Secreto, too, said he had no regrets. “I did a lot for the kids and the seniors. I just hope these guys keep my programs up.”
Change, Republican style
“I think the people of the Town of Ulster really came out this evening and really voted for change,” said Councilman Eric Kitchen, who will be part of the all-Republican town board in 2010. During the last year, Kitchen was often the lone voice of dissent against Woerner; for him, the cavalry has come.
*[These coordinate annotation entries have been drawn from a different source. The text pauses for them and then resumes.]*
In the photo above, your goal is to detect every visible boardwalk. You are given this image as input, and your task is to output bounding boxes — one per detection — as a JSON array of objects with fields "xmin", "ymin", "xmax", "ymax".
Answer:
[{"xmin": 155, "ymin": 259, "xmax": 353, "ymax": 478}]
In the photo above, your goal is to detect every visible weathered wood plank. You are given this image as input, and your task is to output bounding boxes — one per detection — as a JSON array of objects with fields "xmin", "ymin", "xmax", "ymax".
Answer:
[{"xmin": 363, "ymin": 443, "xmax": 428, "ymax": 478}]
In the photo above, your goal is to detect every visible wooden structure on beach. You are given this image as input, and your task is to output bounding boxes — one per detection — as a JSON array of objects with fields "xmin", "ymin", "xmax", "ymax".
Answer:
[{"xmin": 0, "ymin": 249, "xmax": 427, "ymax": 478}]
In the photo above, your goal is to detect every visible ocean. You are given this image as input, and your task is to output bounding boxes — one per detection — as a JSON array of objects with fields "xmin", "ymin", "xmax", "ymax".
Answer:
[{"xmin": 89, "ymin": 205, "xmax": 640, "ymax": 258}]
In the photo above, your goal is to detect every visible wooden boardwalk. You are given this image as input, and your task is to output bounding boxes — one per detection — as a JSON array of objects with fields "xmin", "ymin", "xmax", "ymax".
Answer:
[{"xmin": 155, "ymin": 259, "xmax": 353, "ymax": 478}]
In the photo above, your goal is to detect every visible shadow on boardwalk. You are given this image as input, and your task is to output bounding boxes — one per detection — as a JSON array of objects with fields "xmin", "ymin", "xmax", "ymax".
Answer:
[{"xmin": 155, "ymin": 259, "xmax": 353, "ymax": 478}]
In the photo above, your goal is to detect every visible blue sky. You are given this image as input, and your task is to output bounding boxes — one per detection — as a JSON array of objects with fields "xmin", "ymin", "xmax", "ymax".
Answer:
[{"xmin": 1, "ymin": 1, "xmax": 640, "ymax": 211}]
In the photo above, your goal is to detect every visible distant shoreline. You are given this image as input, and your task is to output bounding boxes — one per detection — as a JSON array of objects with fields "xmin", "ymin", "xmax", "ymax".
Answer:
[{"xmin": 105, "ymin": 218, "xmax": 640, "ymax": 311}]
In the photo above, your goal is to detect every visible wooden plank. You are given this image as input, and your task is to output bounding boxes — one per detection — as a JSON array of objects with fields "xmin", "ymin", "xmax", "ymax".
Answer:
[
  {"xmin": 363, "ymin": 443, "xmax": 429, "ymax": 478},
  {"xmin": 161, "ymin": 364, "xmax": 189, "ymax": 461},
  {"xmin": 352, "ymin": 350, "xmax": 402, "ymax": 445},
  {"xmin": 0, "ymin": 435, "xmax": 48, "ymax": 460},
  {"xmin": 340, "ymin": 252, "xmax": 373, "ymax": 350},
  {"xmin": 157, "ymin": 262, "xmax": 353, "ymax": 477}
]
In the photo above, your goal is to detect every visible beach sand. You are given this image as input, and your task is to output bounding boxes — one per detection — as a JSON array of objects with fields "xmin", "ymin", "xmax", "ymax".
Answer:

“I think the people of the Town of Ulster really got the message that was sent out in the last two years, and that the people have finally decided that they wanted Jim Quigley for supervisor and they wanted change in the Town of Ulster, not only for supervisor, but right across the board,” said Kitchen. “It’s a great night … I am really looking forward to January and getting down to business. I won’t be alone on the town board anymore.”
“I think the people have spoken,” said former Republican supervisor Fred Wadnola, who will himself join the new GOP majority on the county legislature on Jan. 1. “People wanted a change, and I think they exhibited that tonight with the way the voting when down.”